Entanglement dynamics in a spin star system coupled weakly to a bosonic bath

Abstract

In the broad realm of applications of quantum thermodynamics, a non-unitary formulation of theory is particularly well suited for describing the evolution of an open quantum system. The robust framework upon which this formulation is established enfolds the nature of system and its environment. Based on this frame, we use Born–Markov approximation to derive a master equation for the density operator of a spin star configuration. With the help of Markovian master equation, we analyze how the reservoir’s temperature and the value of system–environment coupling act on the behavior of entanglement. In the absence of an environment interaction, maximally entangled quantum W states are induced by the coherent evolution of the system.
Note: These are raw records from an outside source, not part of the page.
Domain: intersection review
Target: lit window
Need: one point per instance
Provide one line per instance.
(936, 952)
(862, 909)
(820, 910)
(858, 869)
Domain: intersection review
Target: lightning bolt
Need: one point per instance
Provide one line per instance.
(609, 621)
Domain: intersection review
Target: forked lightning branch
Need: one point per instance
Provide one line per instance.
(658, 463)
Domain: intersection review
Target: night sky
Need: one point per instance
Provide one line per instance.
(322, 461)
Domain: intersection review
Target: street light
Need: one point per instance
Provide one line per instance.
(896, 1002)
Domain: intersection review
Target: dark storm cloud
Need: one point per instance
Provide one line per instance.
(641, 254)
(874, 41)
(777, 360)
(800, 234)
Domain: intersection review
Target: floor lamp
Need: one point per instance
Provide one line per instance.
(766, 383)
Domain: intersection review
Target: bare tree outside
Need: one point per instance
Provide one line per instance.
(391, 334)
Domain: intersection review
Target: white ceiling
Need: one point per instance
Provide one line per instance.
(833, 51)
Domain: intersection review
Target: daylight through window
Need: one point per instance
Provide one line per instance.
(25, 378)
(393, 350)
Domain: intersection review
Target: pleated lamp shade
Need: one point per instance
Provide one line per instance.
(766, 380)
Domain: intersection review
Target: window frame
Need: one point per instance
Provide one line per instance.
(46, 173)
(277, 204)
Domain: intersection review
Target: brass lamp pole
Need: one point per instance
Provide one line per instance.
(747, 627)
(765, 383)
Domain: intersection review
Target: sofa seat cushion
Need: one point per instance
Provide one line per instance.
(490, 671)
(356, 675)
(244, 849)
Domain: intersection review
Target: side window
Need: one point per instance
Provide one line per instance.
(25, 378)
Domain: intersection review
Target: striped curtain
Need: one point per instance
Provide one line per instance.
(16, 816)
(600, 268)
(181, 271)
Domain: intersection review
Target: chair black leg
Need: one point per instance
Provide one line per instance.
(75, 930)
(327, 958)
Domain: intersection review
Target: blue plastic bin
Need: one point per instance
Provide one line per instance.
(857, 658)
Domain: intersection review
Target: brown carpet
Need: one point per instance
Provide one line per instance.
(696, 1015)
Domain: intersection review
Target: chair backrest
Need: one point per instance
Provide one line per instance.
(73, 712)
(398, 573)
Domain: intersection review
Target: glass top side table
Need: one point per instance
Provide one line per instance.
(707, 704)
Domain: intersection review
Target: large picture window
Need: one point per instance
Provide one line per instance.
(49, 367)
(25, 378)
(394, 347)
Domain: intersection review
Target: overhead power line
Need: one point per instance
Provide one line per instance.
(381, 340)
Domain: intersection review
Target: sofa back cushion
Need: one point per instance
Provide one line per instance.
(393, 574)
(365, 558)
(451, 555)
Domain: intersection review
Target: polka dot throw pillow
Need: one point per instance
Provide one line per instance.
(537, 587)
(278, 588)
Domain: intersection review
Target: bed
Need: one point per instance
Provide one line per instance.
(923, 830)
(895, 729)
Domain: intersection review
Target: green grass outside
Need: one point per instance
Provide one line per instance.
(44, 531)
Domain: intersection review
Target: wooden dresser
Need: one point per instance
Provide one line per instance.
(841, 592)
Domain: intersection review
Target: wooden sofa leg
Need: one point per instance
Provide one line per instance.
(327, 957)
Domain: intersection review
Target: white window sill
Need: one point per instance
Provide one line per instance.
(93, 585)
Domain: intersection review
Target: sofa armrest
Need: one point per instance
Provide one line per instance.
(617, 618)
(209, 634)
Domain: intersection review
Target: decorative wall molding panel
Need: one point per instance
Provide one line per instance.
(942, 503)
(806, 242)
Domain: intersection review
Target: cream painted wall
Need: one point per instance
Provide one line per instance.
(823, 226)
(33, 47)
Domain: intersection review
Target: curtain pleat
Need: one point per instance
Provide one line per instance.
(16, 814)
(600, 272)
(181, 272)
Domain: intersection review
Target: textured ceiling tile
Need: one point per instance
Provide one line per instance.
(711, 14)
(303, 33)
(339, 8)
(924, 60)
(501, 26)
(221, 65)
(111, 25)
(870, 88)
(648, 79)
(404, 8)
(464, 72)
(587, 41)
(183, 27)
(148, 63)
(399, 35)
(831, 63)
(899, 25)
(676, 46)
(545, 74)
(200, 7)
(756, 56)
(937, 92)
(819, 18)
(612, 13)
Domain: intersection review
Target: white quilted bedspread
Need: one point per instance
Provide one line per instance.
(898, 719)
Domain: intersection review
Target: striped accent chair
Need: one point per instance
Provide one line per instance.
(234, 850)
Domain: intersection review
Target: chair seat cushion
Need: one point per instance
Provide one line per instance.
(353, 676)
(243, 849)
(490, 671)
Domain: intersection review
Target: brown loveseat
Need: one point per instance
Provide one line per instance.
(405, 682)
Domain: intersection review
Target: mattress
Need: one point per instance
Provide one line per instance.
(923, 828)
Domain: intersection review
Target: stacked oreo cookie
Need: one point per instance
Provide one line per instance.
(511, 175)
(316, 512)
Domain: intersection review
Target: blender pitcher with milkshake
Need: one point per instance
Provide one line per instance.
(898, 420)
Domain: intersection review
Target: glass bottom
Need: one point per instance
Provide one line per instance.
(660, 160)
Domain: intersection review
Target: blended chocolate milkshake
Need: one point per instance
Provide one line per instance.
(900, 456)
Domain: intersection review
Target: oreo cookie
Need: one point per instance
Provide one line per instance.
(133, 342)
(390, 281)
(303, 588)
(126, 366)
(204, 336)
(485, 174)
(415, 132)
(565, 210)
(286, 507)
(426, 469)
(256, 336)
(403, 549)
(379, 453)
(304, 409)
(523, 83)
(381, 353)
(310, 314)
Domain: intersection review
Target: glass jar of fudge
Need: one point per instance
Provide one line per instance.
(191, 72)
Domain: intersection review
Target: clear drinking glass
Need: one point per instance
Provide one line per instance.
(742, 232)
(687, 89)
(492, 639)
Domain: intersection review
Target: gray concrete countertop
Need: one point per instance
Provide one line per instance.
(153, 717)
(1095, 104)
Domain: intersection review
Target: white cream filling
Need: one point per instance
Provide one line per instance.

On the other hand, it is found that the environment can boost the entanglement between the second neighbors across the entanglement between the first neighbors at times when quantum W states were going to happen. At the same time instants, it is shown that the entanglement follows a power-law decay consistent with $$0.5-b\gamma ^\alpha $$ , where $$\gamma $$ is the system–environment coupling strength and the exponent lies in the range $$0.5<\alpha <0.6$$ . In addition, by comparing between the role of $$\gamma $$ and the environment’s temperature, it is revealed that the entanglement is not as sensitive to the bath’s temperature as the system–environment coupling coefficient. Our results can stimulate both experimental and theoretical interests in exploring the dissipative role of environment on spin star structures in realistic situations and can open new perspectives for this field.